«По его же, Левина, расспросу касается нечто до рязанского архиерея, токмо ныне без расспросу старца Прозоровского нельзя того явственно признать, и ежели по расспросу онаго покажется до него, архиерея, важность, и его допрашивать ли и где, в синоде ли или в Тайной канцелярии, и как его содержать?»
Доклад этот застал Петра уже в Коломне, куда он, отправляясь в персидский поход, приплыл из Москвы водою.
Доклад подали ему в тот момент, когда он собирался выходить на берег. Прочитав бумагу, он сказал с сердцем:
— Опять попы да монахи! Они, точно кроты, роют под мой трон. О! Долгогривые и долгоязычные! Если я не укорочу им эти языки, то дети, внуки и правнуки их, рано ли, поздно ли, перевернут вверх дном российское царство... Кроты выйдут из земли, попомните меня! — сказал он, обращаясь к окружающим. — Теперь они без глаз, воют, яко слепые, из-за перстного сложения и из-за трегубой аллилуии. А тогда у них глаза будут, и они объявят войну царям и Богу, и еще неведомо, на чьей стороне останется виктория.
И он тут же положил резолюции по каждому пункту доклада. Против первого пункта, где Ушаков спрашивал — «В Москве или на Пензе учинить Левину казьнь», царь собственноручно написал: «На Пензе». По второму пункту Петр положил резолюцию: «Следовать и смотреть, дабы напрасно кому не пострадать, понеже и временем мешается, и завирается» (т. е. Левин и путается и завирается). Относительно Стефана Яворского царь написал: «Когда важность касаться будет, тогда сенату придти в синод и там допрашивать, и следовать чему подлежит».
Потом, обращаясь к приближенным, Петр сказал:
— Сей малороссийский народ и зело умен, и зело лукав. Он яко пчела любодельна дает российскому государству и лучший мед умственный, и лучший воск для свещи российского просвещения, но у него есть и жало. Доколе россияне будут любить и уважать его, не посягая на свободу и язык, дотоле он будет волом подъяремным и светочью российского царства; но коль скоро посягнут на его свободу и язык, то из него вырастут драконовы зубы, и российское царство останется не в авантаже.
XXVI
ЛЕВИН В ЗАСТЕНКЕ
Ярко блестят золотые маковки и кресты московских церквей под жаркими лучами летнего солнца. Дня еще немного прошло, но железные крыши и каменные заборы успели накалиться до того, что воробьи и голуби ищут зелени, а люди прячутся в тень, неохотно показываясь на солнце.

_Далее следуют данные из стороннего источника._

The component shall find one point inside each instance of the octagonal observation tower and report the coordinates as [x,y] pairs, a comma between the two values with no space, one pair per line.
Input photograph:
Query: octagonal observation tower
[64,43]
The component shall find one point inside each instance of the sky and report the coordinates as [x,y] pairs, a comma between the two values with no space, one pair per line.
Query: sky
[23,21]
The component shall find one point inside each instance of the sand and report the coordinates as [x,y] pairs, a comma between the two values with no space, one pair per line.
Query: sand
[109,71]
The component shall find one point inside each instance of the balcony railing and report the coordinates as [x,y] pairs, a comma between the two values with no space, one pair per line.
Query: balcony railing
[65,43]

Только одна седая голова жарится на солнце. Старик, обвешанный сумками, опираясь на клюку, бродит у генерального двора перед сенатом и что-то бормочет. Он чем-то серьезно занят. Вынимает поочередно то из той, то из другой сумки разные зерна — пшено, крупу, рис, и, изображая из себя сеятеля, сеет все это прямо на мостовую. Всякое его движение сопутствуется голубями и воробьями, которые, расставаясь с тенью крыш и зеленью палисадников, кучами слетаются на мостовую и клюют рассеиваемые седым стариком зерна.

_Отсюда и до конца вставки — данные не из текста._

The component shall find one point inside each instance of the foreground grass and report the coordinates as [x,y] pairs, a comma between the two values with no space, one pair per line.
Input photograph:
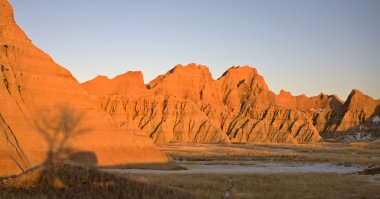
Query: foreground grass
[364,153]
[315,185]
[77,182]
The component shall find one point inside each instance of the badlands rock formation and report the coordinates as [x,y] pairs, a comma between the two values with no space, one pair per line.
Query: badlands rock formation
[186,105]
[32,85]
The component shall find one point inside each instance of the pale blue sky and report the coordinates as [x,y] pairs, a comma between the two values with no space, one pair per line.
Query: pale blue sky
[303,46]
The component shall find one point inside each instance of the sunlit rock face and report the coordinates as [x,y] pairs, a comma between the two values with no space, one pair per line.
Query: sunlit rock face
[31,85]
[186,105]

— Ах вы, Божьи нахлебнички! — обращается старик к воробьям. — Проголодались, поди... А ни сеять, ни жать, ни в житницы собирать не умеете? Да куда вам? Люди бы все у вас отняли.

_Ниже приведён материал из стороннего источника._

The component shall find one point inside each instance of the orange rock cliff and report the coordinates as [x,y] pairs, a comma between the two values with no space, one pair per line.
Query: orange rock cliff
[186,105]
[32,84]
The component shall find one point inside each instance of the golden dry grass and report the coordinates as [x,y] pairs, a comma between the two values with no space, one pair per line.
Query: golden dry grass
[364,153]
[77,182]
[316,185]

Завидев кошку, которая пробиралась к воробьям, он бросился на нее с клюкой.
— Ах ты, Андрюшка Ушаков! — прикрикнул он на нее. — Ишь подбирается к глупым воробушкам. У тебя, чай, в Тайной и без того мышей довольно.
На одной из церквей пробило восемь часов. Старик перекрестился.
— Одним часом меньше стало, — сказал он про себя. — И им одним часом меньше мучиться осталось.
Один голубь сел ему на плечо. Умные глазки старика засветились молодою радостью.